Deux autres mesures « phares » sont à retenir. D’une part, l’obligation de télédéclarer et transmettre les données d’élevage et de mouvements de toutes les volailles. Pour faciliter les choses, il est prévu une base de données unique à échéance 2024. D’autre part, la définition de zones à risque de diffusion (ZRD). Ces zones sont à distinguer des zones à risque particulier (ZRP) lesquelles appréhendent le risque d’introduction du virus dans un territoire donné. En se basant sur les données de l’épizootie de 2016-2017 et 2020-2021, une équipe de chercheurs de la chaire biosécurité de l’ENVT en a caractérisé deux, une zone dans le Sud-Ouest (Chalosse) et l’autre dans les Pays de la Loire. Dans ces ZRD, « les modalités de production en période à risque seront adaptées, l’objectif étant de diminuer la densité d’animaux », a expliqué Francis Geiger. Cela passe par une diminution du nombre de lots en période à risque (accord interprofessionnel) et à une augmentation du vide sanitaire à un minimum de 3 semaines du 15 octobre au 15 février (et 2 semaines minimum sur le reste de l’année). Autre particularité pour les ZRD : un renforcement spécifique des mesures de biosécurité pendant la période à risque.

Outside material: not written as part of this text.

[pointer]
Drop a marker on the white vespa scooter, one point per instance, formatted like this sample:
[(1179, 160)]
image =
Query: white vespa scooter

La définition des ZRD, et les mesures spécifiques associées, tout comme les nouvelles conditions générales de mise à l’abri en période à risque, sont deux mesures urgentes à appliquer dès maintenant. De plus, les indemnisations seront conditionnées au respect des mesures prescrites par la réglementation. En parallèle, d’autres mesures complémentaires liées à la biosécurité seront à mettre en œuvre sur le plus long terme : l’obligation de réaliser des audits annuels de biosécurité, une formation continue des éleveurs à l’observance des règles, l’application des règles à tous les maillons de la chaîne et des contrôles de second niveau par les services vétérinaires. Enfin, une réflexion est engagée sur la vaccination et un rapport du Conseil général de l’alimentation, de l’agriculture et des espaces ruraux (CGAAER) est attendue à ce sujet.

Les vétérinaires alertent

Attention, les vétérinaires praticiens du secteur sont en surcharge et il y a un réel risque de saturation et d’implosion du système de surveillance sanitaire, a averti François Landais, vétérinaire praticien à Arzacq-Arraziguet, dans les Pyrénées-Atlantiques, lors de cette matinée de conférences. « La gestion de cette crise hors normes a été tenue à bout de bras par une dizaine de vétérinaires sanitaires, de deux cabinets », a-t-il souligné, parlant d’un afflux massif de tâches ingrates, répétitives et tournées exclusivement vers la crise, quand en parallèle, il fallait bien continuer le reste de l’activité du cabinet. Ces tâches se sont présentées par vagues à partir du mois de décembre et se sont étalées sur 8 à 10 mois. Pour illustrer leur profonde difficulté, il a égrené quelques chiffres : 947 visites et environ 40 000 écouvillons pour la gestion des laissez-passer sanitaires, 241 visites et environ 25 000 écouvillons pour la levée des arrêtés préfectoraux de mise sous surveillance (APMS) des anciens foyers, etc. Le travail d’un vétérinaire de son cabinet pendant cette crise a représenté 50 000 km, 14 000 écouvillons, 450 inspections cliniques, 23 suspicions cliniques et 22 volailles euthanasiées. À ses côtés, un confrère, Benoît Sraka, exerçant à Challans, en Vendée, a aussi mis en avant cette surcharge de travail : dans son secteur, un seul élevage touché a engendré 43 visites, 1 531 km dont 720 pour le dépôt des prélèvements aux laboratoires départementaux, 2 820 écouvillons, etc. « Est-ce un effort surhumain ou inhumain ? À mon avis, ça va très vite devenir inhumain si ça se doit se répéter de manière régulière, a alerté François Landais. Cela pose la question de la viabilité des structures vétérinaires et donc du maillage, avec un problème d’attractivité qu’on risque d’avoir (…) Je m’inquiète pour le maillage sanitaire dans le Sud-Ouest. Je souhaite fortement que l’hiver prochain se passe de manière plus paisible, même si les éléments dont on dispose sont franchement préoccupants. Et j’espère que les éleveurs auront pris conscience qu’il ne faut pas s’attendre à d’autres miracles que ceux qu’ils seront capables de faire dans leur élevage, à la mesure de ce qui a été fait dans la filière jusqu’à présent. »

  • 2. Six groupes de travail réunissaient professionnels, scientifiques, représentants de l’État.